"Le soldat yakuza", où la violence du même.

Comparé à certains chef-d’œuvres de Yasuzo Masumura (en particulier le sublime "L'ange rouge"), "Le soldat yakuza" est un film marqué par une exagération prononcée. On sait la capacité de Masumura à atteindre, aux confins des années soixante, un registre loufoque et biscornu ("La bête aveugle" en est l'emblème), mais avec ce film de guerre, il arrive déjà à porter son sujet à un degré de délire profond, liée à l'ultra violence qui le parcourt. Jalonné de séquences proprement sadiques (on humilie à tout va à coup de gifles, de coup de poing), le film ne fait vraiment pas dans la dentelle. La violence est telle qu'elle est prend parfois des airs hyperréalistes.
La boucherie, en tant que tel, n'est pas liée à l'ennemi (invisible, son étau finira toujours par se resserrer), mais à l'enfermement dans un camp militaire coupé de tout, où tous les débordements deviennent possibles. A peine cherche t'on à se raccrocher à une prétendue règle pour limiter la violence (les anciens doivent respecter les plus âgés, les plus gradés doivent allégeance aux plus anciens dans le camp). Tout une tissu de conventions volent progressivement en éclat, du fait même de cet enfermement étouffant et dégradant. Une scène emblématique à cet égard, qui cristallise cette attention aux conventions, et la manière dont elles se retournent : un soldat a lavé son linge dans le bain commun, espace dans lequel (vivace encore de nos jours) on doit entrer nu après s'être lavé. Le contrevenant est roué de coups par un supérieur. S'ensuit une révolte d'Omiya, joué par Shintaro Katsu, qui rosse à peu près tout le monde dans une séquence ahurissante dans et autour du bain commun, où tout les acteurs sont nus.

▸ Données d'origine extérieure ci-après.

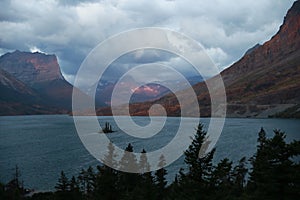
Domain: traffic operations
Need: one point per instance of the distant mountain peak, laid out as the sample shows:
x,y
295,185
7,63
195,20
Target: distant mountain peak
x,y
31,68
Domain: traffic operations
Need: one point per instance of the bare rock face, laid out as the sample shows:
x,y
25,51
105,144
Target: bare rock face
x,y
265,80
32,83
31,68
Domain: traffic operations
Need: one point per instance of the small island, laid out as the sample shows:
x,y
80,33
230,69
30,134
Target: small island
x,y
107,128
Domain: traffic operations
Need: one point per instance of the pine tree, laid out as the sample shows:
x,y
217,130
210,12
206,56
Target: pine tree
x,y
195,183
127,182
160,178
221,180
107,177
63,183
239,178
273,174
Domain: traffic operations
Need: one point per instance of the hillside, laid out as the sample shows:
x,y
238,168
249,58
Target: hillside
x,y
31,83
265,81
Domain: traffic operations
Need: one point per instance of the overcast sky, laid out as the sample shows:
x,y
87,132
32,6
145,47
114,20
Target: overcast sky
x,y
71,29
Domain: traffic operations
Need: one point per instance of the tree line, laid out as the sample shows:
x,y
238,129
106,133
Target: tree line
x,y
274,173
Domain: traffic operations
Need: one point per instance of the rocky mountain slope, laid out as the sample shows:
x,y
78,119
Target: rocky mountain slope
x,y
265,81
31,83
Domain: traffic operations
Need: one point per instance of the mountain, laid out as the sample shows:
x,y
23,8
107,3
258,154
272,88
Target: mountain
x,y
264,82
141,92
31,83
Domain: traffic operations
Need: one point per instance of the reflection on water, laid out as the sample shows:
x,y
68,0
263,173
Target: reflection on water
x,y
44,145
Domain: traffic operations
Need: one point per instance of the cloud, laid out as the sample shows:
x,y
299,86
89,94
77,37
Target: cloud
x,y
71,29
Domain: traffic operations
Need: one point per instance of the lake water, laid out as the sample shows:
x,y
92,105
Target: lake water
x,y
43,145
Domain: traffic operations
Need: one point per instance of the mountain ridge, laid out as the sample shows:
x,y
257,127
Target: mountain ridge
x,y
260,84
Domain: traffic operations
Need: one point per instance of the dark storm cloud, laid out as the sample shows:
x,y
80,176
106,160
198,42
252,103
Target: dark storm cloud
x,y
71,29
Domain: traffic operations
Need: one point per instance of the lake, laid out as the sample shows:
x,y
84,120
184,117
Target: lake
x,y
43,145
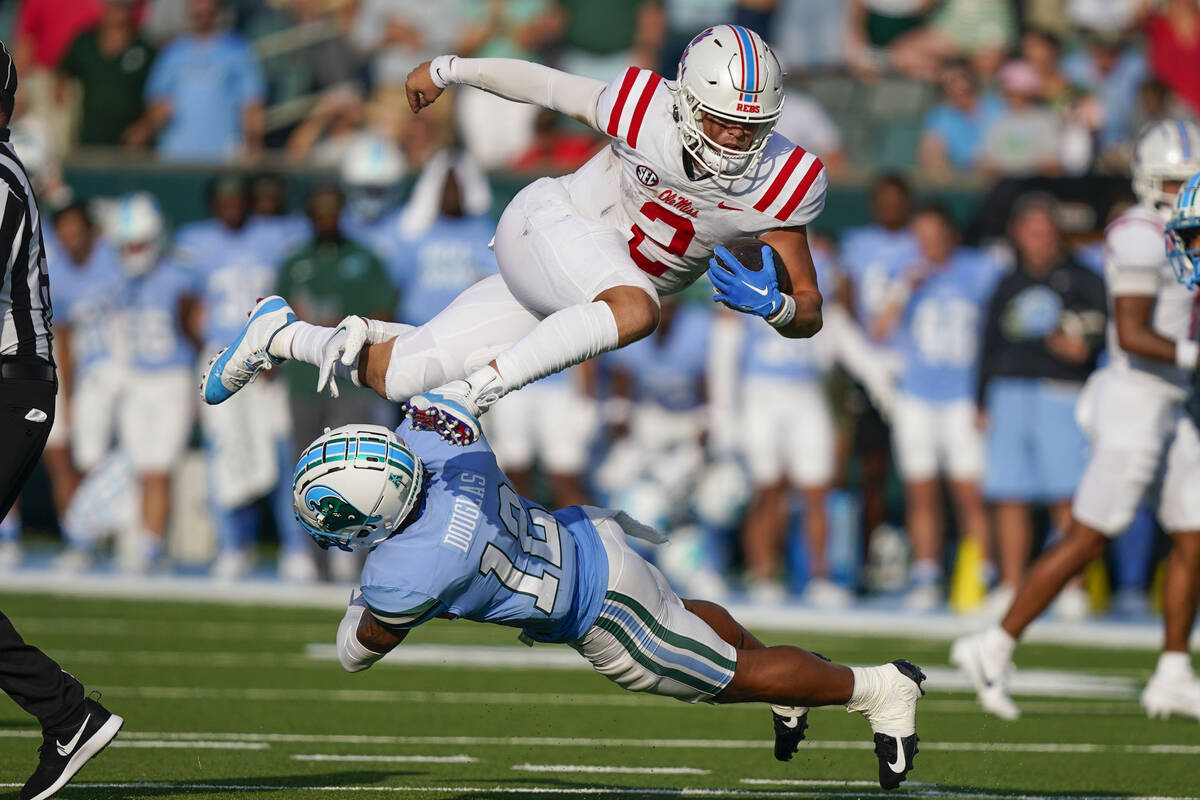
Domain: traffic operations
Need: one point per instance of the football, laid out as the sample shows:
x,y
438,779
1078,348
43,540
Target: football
x,y
748,250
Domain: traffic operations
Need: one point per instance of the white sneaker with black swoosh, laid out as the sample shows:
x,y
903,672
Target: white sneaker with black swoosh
x,y
887,696
64,753
988,672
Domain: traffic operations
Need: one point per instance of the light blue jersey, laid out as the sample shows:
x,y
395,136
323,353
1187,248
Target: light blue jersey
x,y
432,270
766,354
479,551
669,368
940,334
873,258
156,340
231,270
88,298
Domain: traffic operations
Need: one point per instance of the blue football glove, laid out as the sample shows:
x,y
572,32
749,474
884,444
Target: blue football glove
x,y
742,289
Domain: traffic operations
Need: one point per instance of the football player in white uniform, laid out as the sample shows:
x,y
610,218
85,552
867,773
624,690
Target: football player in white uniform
x,y
583,258
1143,437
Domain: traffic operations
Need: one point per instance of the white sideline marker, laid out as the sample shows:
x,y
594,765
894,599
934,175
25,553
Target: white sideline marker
x,y
387,759
599,769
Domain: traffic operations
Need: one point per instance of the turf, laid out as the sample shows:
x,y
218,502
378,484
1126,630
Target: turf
x,y
221,699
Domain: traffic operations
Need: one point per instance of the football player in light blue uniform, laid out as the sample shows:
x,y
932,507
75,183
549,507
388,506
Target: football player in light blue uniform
x,y
233,260
789,443
937,310
88,293
157,408
450,537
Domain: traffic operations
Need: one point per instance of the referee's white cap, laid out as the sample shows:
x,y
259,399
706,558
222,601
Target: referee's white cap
x,y
7,71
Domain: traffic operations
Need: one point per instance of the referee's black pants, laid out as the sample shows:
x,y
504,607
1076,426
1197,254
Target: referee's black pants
x,y
27,674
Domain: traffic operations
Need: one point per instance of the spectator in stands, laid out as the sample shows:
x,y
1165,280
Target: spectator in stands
x,y
1025,138
1043,332
495,130
397,35
331,277
556,149
43,31
979,29
871,258
1113,72
807,124
936,307
1173,34
957,127
205,92
111,62
603,38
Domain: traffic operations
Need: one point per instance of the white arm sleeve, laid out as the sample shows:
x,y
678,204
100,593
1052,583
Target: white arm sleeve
x,y
351,653
523,82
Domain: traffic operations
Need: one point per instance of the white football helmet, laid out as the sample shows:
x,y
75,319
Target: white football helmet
x,y
1183,226
355,485
371,174
727,71
1168,150
136,227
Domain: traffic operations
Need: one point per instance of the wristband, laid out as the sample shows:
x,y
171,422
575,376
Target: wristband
x,y
442,71
785,314
1187,353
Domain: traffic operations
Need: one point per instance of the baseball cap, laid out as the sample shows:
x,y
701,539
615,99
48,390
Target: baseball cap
x,y
7,71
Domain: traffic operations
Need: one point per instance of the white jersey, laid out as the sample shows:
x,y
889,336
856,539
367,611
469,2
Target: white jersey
x,y
640,185
1135,264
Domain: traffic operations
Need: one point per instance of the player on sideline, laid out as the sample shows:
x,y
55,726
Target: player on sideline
x,y
449,537
583,258
1143,435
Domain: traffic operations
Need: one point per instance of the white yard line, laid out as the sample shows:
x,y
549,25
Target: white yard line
x,y
610,770
619,792
387,759
161,744
676,744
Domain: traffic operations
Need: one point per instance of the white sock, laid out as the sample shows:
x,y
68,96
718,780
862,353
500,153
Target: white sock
x,y
868,685
1174,666
997,641
300,342
567,337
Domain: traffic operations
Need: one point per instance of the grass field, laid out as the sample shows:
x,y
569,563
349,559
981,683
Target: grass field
x,y
227,701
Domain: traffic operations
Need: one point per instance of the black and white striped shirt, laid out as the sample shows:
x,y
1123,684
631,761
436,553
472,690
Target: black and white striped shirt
x,y
24,280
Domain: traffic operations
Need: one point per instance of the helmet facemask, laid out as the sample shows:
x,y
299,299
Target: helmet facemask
x,y
720,160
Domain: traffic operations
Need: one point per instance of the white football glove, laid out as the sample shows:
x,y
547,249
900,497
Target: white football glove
x,y
342,347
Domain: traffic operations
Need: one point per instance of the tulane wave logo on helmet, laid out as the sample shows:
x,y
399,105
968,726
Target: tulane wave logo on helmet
x,y
334,512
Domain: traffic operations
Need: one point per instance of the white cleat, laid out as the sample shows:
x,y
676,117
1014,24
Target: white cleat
x,y
1164,697
239,364
988,674
891,707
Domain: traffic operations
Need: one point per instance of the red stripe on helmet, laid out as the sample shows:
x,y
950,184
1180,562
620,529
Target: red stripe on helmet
x,y
777,186
627,86
643,102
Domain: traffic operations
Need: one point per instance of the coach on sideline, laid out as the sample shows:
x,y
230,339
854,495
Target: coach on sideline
x,y
73,728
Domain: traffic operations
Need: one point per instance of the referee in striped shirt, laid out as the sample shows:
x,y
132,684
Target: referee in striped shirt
x,y
73,727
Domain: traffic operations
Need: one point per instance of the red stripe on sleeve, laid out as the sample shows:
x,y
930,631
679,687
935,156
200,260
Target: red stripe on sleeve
x,y
777,186
801,191
643,102
622,96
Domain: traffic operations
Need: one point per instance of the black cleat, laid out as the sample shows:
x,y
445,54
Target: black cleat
x,y
64,755
789,733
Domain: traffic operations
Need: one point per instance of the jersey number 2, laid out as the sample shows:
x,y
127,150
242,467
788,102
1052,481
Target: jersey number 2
x,y
684,232
549,547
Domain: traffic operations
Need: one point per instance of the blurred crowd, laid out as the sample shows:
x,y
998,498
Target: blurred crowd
x,y
922,446
990,88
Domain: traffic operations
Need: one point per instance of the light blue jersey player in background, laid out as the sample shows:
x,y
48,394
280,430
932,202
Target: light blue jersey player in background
x,y
450,537
233,260
936,310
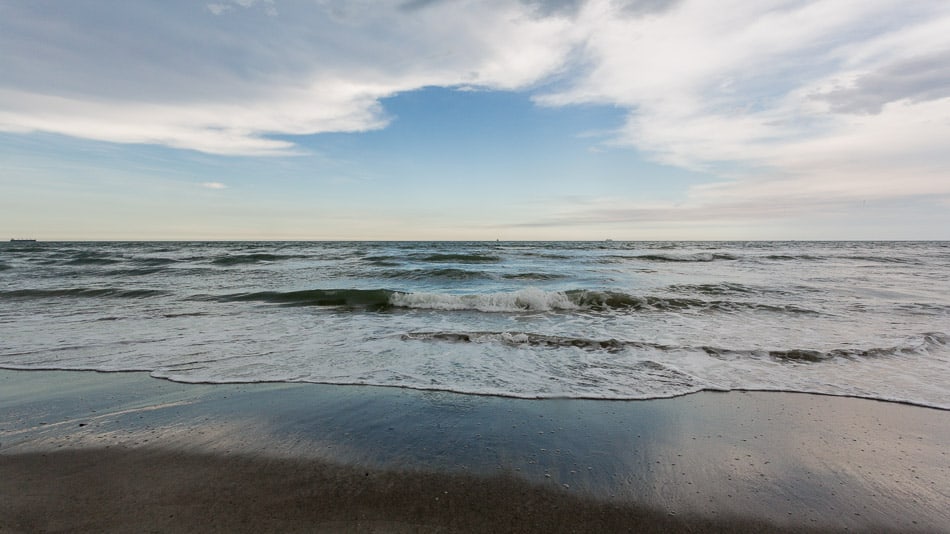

Le sadisme est lié aussi à la manière dont s'organise la répartition de la violence : ainsi Arita, chargé de s'occuper du rebelle Omiya, à chaque fois que ce dernier est en difficulté, joue de son statut pour rééquilibrer les forces et permettre à Omiya de mener à bien sa revanche. Et les règles qui servent à réguler la violence permettent tout autant de la mener à son extrême, en justifiant, dans les affrontements, l'équilibre du duel. Position foncièrement perverse de Arita (retourner la violence subie par l'autre pour en jouir en tant que spectateur) qui prend une allure voyeuriste lorsqu'il s'immisce dans la chambre de la prostituée à laquelle Omiya s'est liée, pour finalement se retrouver exactement dans la même posture d'amant.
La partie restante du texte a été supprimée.